Kali ini, fokus kembali beralih ke seleksi sersan di dalam kamp militer.
“Ngomong-ngomong, ada beberapa orang yang memang sangat mumpuni; mereka selalu bekerja keras setiap hari.”
“Kemampuan bertarung mereka juga kuat.”
“Ling Mingzhi, temanmu yang dulu, Tang Junliang, pasti akan berhasil.”
“Setelah dia datang ke wilayah kami, dia bekerja sangat keras! Wajar jika dia memiliki bintik di tubuhnya.”
“Eh, Cao Jingshan, itu Yu Ziming. Dia benar-benar menjadi tentara, dan kontribusinya bahkan melebihi 1000? Apakah dia punya peluang?”
“Kemungkinannya sangat besar. Dia adalah salah satu yang pertama beradaptasi dengan perubahan lingkungan. Jika bukan karena kesalahannya di masa lalu, dia pasti akan lebih kuat dari saya. Sekarang, meskipun tertinggal jauh, dia telah mengejar ketertinggalan. Dengan ketekunannya, dia pasti bisa berhasil.”
“Apakah kamu tidak khawatir dengan karakternya?”
“Jika dia mendapat kesempatan lain, wilayah itu tidak akan menawarkan kesempatan lain; saya yakin dia akan memanfaatkannya.”
“…”
Mendengarkan percakapan mereka, Zhou Bai tak kuasa menahan diri untuk melirik Yu Ziming beberapa kali.
Dia telah tertinggal begitu jauh, namun dia dengan agresif mengejar ketertinggalannya hingga mencapai posisi sekarang; tekadnya memang sangat kuat.
Namun, Zhou Bai tidak khawatir dia akan membuat masalah lagi karena dia memiliki masa lalu, dan orang lain akan waspada terhadapnya. Jika itu terjadi lagi, dia tidak akan bisa bergaul di Desa Harapan.
Pada waktu berikutnya, Zhou Bai menghabiskan hari-harinya dengan fokus pada evaluasi bakat, mendengarkan tentang prospek yang disarankan oleh ayahnya dan orang lain, lalu memeriksanya di basis data panel Tuan.
Dengan berinteraksi bolak-balik seperti ini, ia memperoleh pemahaman tentang bakat dan keterampilan setiap orang.
Pada saat semua orang selesai bertempur, jumlah personel yang telah ditentukan memang tidak jauh berbeda dari perkiraannya.
Pada akhirnya, 148 sersan dan 4 sersan terpilih.
Ksatria Mayat Hidup Billie (Prajurit Tombak), Manusia Banteng Fred (Prajurit Perisai), Tang Junliang (Kavaleri), dan… Yu Ziming (Kavaleri Pemanah).
Lagipula, sekuat apa pun para Undead dan Bull-men, mereka mengkhususkan diri dalam pertempuran jarak dekat, dan kavaleri maupun kavaleri pemanah bukanlah pilihan mereka, jadi wajar jika mereka tidak memilih itu.
Baik Tang Junliang maupun Yu Ziming memilih peran-peran ini dengan pertimbangan matang.
Terkadang, pikiran yang cerdas juga menandakan kekuatan.
Dengan demikian, pangkat dan jumlah militer di kamp tersebut telah ditetapkan.
Tak lama kemudian, beberapa sersan memimpin prajurit dan bawahan mereka keluar.
Tim-tim baru tersebut perlu berintegrasi, terutama karena berbagai jenis prajurit perlu belajar bagaimana bekerja sama; terserah pada para sersan untuk memutuskan strategi mereka.
Melihat kepergian mereka yang penuh semangat, Zhou Bai merasa sangat lega.
Desa Harapan kini memiliki kedelapan jenis prajurit!
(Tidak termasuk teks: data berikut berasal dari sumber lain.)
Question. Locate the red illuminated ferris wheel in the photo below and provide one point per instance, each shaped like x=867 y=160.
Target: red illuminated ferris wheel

Kekuatan militer awalnya telah dibentuk.
Dia yakin hal itu hanya akan menjadi semakin kuat di masa depan.
“Billie, ayo kita selesaikan semua hal lainnya juga!” kata Zhou Bai dengan penuh semangat.
Setelah semuanya beres, model awal untuk pengembangan Hope Village di masa depan telah terbentuk dengan kokoh, dan mereka akan memiliki keberanian untuk menghadapi wilayah lain secara komprehensif.
“Bagus!” jawab Billie dengan lantang.
Tak lama kemudian, keduanya bergegas untuk segera memulai pekerjaan mereka.
Pasar, sekolah, toko-toko, konstruksi, departemen baru, jalan raya… satu demi satu, semuanya dimulai dengan tertib.
Untuk sementara waktu, seluruh wilayah tersebut langsung bertindak.
Namun yang tidak diketahui Hope Village adalah, sementara mereka dengan tekun melakukan upaya, beberapa tim secara bertahap mendekati Hope Village dari berbagai arah.